DESGOVERNO AMBIENTAL




O Projeto de Lei 2.946/2015, proposto pelo governo do Estado de Minas Gerais e enviado para a Assembleia Legislativa, de forma açodada, a toque de caixa, sem a tempestiva, ampla e necessária oitiva da sociedade, no mínimo, coloca-se na contramão do estabelecimento da verdadeira democracia.

A centralização de comando, ostensivamente demonstrada, não contribui para a formação intelectual dos cidadãos, não gera confiança e não agrega valores. Melhor dizendo, o projeto do Executivo estadual em debate, retira da coletividade uma das poucas chances de assegurar o direito garantido no artigo 225 da Constituição da República, que dispõe no sentido de que todos têm direito ao meio ambiente ecologicamente equilibrado, bem de uso comum do povo e essencial à sadia qualidade de vida, impondo-se ao Poder Público e à coletividade o dever de defendê-lo e preservá-lo para as presentes e futuras gerações.  

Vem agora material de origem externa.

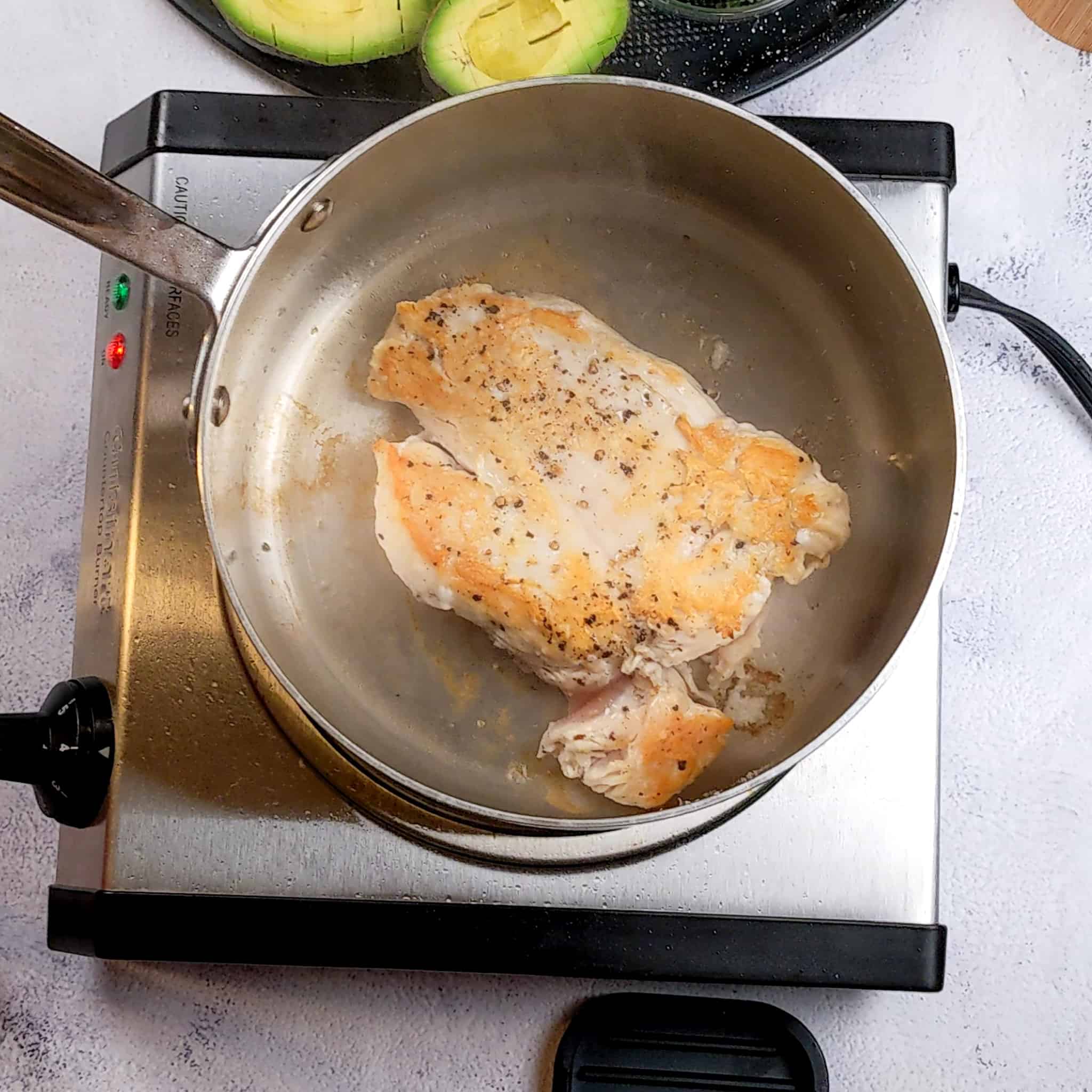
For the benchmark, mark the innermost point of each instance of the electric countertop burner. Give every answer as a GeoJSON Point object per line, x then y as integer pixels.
{"type": "Point", "coordinates": [220, 841]}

A proposta estadual inscrita no inteiro teor do projeto não respeita a participação popular e nem sequer cogita o aval da cidadania, porquanto resista ao amplo debate constitucional, quer seja por meio das audiências públicas ou pela intervenção dos órgãos ambientais que respeitem, de fato, a representatividade da sociedade civil, paritariamente, sem protecionismo e sem demagogia. Os interesses a serem tutelados por esses órgãos são aqueles que preservam a vida, o meio ambiente e a cidadania.

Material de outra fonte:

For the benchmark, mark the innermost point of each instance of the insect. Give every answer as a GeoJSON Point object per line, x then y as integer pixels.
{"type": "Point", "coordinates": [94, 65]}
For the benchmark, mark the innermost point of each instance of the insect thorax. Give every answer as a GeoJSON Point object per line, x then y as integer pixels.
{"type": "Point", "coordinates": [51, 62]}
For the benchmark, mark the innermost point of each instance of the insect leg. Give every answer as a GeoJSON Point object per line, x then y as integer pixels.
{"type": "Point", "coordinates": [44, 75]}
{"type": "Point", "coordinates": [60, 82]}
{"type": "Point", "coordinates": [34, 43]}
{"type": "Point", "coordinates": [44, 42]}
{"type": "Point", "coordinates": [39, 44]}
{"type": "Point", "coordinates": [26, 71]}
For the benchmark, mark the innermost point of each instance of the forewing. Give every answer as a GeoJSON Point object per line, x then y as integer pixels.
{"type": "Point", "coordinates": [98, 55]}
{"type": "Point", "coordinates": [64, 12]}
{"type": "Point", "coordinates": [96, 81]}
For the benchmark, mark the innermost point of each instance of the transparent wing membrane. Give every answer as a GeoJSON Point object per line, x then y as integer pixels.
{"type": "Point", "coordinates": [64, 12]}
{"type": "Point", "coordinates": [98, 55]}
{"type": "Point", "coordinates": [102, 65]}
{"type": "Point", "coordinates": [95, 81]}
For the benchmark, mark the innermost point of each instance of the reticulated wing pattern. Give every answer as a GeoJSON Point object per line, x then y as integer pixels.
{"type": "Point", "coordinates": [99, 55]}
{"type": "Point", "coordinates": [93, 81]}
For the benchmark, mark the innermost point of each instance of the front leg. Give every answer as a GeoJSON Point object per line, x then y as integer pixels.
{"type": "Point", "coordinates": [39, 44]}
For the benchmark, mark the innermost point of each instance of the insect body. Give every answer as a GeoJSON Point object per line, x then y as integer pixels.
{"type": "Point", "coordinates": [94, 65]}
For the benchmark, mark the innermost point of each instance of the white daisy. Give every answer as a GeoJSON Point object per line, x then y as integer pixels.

As razões alegadas da necessidade de celeridade nos licenciamentos e prioridade aos empreendimentos tidos como estratégicos pelo Governo estadual, colocam sob risco iminente de destruição os atributos da natureza e favorecem o inadmissível retrocesso ambiental, fazendo surgir a dúvida e a insegurança jurídicas, os danos ambientais irreparáveis e os embates sociais do grande contra o pequeno. O que se requer, verdadeiramente, é a prevalência de instituições sérias e severas no cumprimento da prestação do serviço público adequado, com a onipresente fiscalização ambiental por parte da administração estadual e o acompanhamento indelegável da sociedade organizada.

Em que pese o triste momento vivido pela população mineira, profundamente consternada com a tragédia que se abateu sobre os moradores da comunidade de Bento Rodrigues, subdistrito de Mariana, com o lamentável rompimento das barragens do Fundão e Santarém, de propriedade da mineradora Samarco, causando a morte de pessoas e destruições patrimonial e ambiental, não se pode, em momento algum, descuidar dos contínuos prenúncios da sabedoria popular, que vez e sempre advertem as autoridades para os cuidados imprescindíveis com os indivíduos e com o meio ambiente sustentável. Faltou fiscalização proativa do Governo de Minas e da respectiva Secretaria de Estado do Meio Ambiente. Faltou rigor na concessão e na renovação das licenças. Faltou seriedade na condução da gestão ambiental. Por outro lado, sobraram negligências e restaram tristeza, dor, sofrimento, perdas humanas irreparáveis e prejuízos que deverão ser indenizados ou buscados na esfera do Poder Judiciário.

As tragédias anunciadas pelo povo devem, obrigatoriamente, ser evitadas. Os crimes ambientais, punidos. Os infratores, públicos e privados, por culpa, dolo ou omissão, condenados em pena e pecúnia. O contraditório, concedido, nos termos da lei. O perdão, jamais.

Na esteira da importância social dos dois assuntos, o projeto de lei deve ser retirado do regime de urgência e debatido exaustivamente com a população e a enxurrada de lama que enlutou Minas Gerais, cobriu de vergonha alheia as milhares de famílias inocentes, ao longo do trágico percurso, mas que contou e conta com a solidariedade inconteste dos mineiros deve merecer atenção redobrada do poder público, urgentemente, começando pela inadiável assistência às famílias atingidas pela tragédia, a punição dos omissos e dos culpados, e o respeito incondicional aos direitos fundamentais garantidores da cidadania.

Wilson Campos (Advogado/Presidente da Comissão de Defesa da Cidadania e dos Interesses Coletivos da Sociedade, da OAB/MG).